Last week and this week I received a question and as it was the second time in a short time I figured I would share it. The question was around how VSAN places a VMDK which is larger than the disks. Lets look at a diagram first as that will make it obvious instantly.
If you look at the diagram you see these stripes. You can define the number of stripes in a policy if you want. In the example above, the stripe width is 2. This is not the only time when you can see objects being striped though. If an object (VMDK for instance) is larger than 256GB it will create multiple stripes for this object. Also, if a physical disk is smaller than the size of the VMDK it will create multiple stripes for that VMDK. These stripes can be located on the same host as you can see in the diagram but also can be across hosts. Pretty cool right.
Ryan says
Thanks for the answer Duncan, this clears up a debate we had in our office this week!
Jon says
Elegant
Tayfun says
Hmm.. Interesting..
Johnny Cortez says
1) When scaling up your disk groups within a host, do you simply plug a new drive into the host while it is running and the additional capacity is added to the VSAN pool? Is this true for entire disk groups as well?
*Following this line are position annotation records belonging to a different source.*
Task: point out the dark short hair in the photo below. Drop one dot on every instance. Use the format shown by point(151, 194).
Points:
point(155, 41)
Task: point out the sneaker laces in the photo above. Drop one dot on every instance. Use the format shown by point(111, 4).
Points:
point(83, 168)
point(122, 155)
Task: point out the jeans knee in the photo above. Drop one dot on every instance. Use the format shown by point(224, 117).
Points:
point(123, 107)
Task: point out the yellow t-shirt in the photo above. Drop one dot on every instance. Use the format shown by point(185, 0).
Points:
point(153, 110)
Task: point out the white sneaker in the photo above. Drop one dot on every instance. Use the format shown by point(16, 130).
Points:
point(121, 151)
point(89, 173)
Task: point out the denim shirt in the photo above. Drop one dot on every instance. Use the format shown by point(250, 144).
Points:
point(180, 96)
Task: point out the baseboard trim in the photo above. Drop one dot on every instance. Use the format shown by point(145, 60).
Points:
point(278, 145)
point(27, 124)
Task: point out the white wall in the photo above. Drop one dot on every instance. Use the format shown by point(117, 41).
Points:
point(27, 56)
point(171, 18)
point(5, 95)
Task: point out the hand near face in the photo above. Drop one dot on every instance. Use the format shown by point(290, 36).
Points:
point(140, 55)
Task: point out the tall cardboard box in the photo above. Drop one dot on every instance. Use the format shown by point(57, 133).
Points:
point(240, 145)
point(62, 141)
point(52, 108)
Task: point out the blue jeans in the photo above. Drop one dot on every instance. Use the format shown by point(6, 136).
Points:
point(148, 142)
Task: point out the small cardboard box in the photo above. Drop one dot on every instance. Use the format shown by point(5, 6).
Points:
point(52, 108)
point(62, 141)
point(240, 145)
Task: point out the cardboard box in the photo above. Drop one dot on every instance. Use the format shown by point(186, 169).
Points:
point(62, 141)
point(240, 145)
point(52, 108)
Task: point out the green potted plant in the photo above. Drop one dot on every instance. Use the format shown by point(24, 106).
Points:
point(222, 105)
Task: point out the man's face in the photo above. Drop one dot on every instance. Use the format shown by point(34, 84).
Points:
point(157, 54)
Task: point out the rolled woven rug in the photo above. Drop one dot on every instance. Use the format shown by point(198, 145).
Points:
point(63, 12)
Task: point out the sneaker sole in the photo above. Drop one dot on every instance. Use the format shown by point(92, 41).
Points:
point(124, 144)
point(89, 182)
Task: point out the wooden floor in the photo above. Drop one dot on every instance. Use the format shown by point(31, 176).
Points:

And more specifically, does this only work with an IO Controller that supports RAID Passthrough? (the controller my client is using now only supports RAID 0)
2) Do you know what the logic is that is being used for placement of data stripes across disk groups? My client noticed during his testing that the data was not always placed logically across all nodes in the cluster. Do we have any documentation or understanding of how this is handled or what the decision making process is for data placement?